Principal Matt Davis said the school keeps the classes that students sign up for, but courses often disappear when students don’t register for them.
“We offer classes, y’all sign up for them. And for a class with one or two students, typically it’s not gonna make it,” Davis said.
So what’s different about these classes?
Davis said he doesn’t think students avoid signing up on purpose — they just don’t think about taking those courses. He said he keeps them because he believes students will want to take the classes later on.
“So when you get older, you don’t put that in your brain to say, ‘I’m going to take this course,’” Davis said. “A lot of the time that’s why the course dies, and we won’t have it anymore, but I’m willing to risk a smaller class to keep it going because I’m looking down the road for students who one day will want to take the class.”
AP Biology teacher Ryan Mandlove said he thinks the reason the school keeps some small AP classes, including his own, is because of one indisputable fact.
“I think it’s because we have good test scores,” Mandlove said.

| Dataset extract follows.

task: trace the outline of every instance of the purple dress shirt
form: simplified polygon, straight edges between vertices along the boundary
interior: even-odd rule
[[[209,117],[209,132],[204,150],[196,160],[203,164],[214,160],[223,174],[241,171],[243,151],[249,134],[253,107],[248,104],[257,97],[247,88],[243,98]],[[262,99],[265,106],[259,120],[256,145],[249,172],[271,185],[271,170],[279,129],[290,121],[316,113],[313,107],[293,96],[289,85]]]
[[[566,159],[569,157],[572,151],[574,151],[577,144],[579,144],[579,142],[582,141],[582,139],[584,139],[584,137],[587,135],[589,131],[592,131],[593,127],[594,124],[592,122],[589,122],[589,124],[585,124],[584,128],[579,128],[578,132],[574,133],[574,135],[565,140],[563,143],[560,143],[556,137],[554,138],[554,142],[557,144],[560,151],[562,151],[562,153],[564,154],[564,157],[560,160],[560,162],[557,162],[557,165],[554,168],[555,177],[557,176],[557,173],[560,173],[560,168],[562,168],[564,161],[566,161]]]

Mandlove had a 100% pass rate last year.
AP Literature and Composition teacher Holly Hollifield, who has had a 100% pass rate for the last several years, said the credits students earn from AP courses help them get into more competitive colleges, and so they’re worth keeping.
“I think the international acclaim of the AP credit is something that students who want to go to Ivy League colleges, or colleges that have more rigorous requirements, recognize,” Hollifield said. “An AP credit is going to count in their coursework, whereas a dual credit from SCC may just count as an elective.”
Hollifield said she also enjoys the material she teaches in smaller AP classes.
“I just enjoy the content,” Hollifield said. “I like teaching poetry and novels and plays that I don’t get to teach in other classes. It’s important not to leave high school without having read certain seminal works, and that’s another reason why it’s personally meaningful.”
Junior Ana Lopez-Leon said she enjoys being in a smaller AP class because there are fewer distractions.
“Being in a small class feels amazing because there aren’t as many people disrupting the lesson being taught,” Lopez-Leon said.
Davis said AP classes will benefit students later in life, no matter what profession they choose.
“These AP classes are elite,” Davis said. “You could go to college with such a strong foundation in biology that, wow — being a physical therapist, occupational therapist, nurse, physician’s assistant, doctor — whatever it is, we’re giving y’all options, and that’s what I always want to continue.”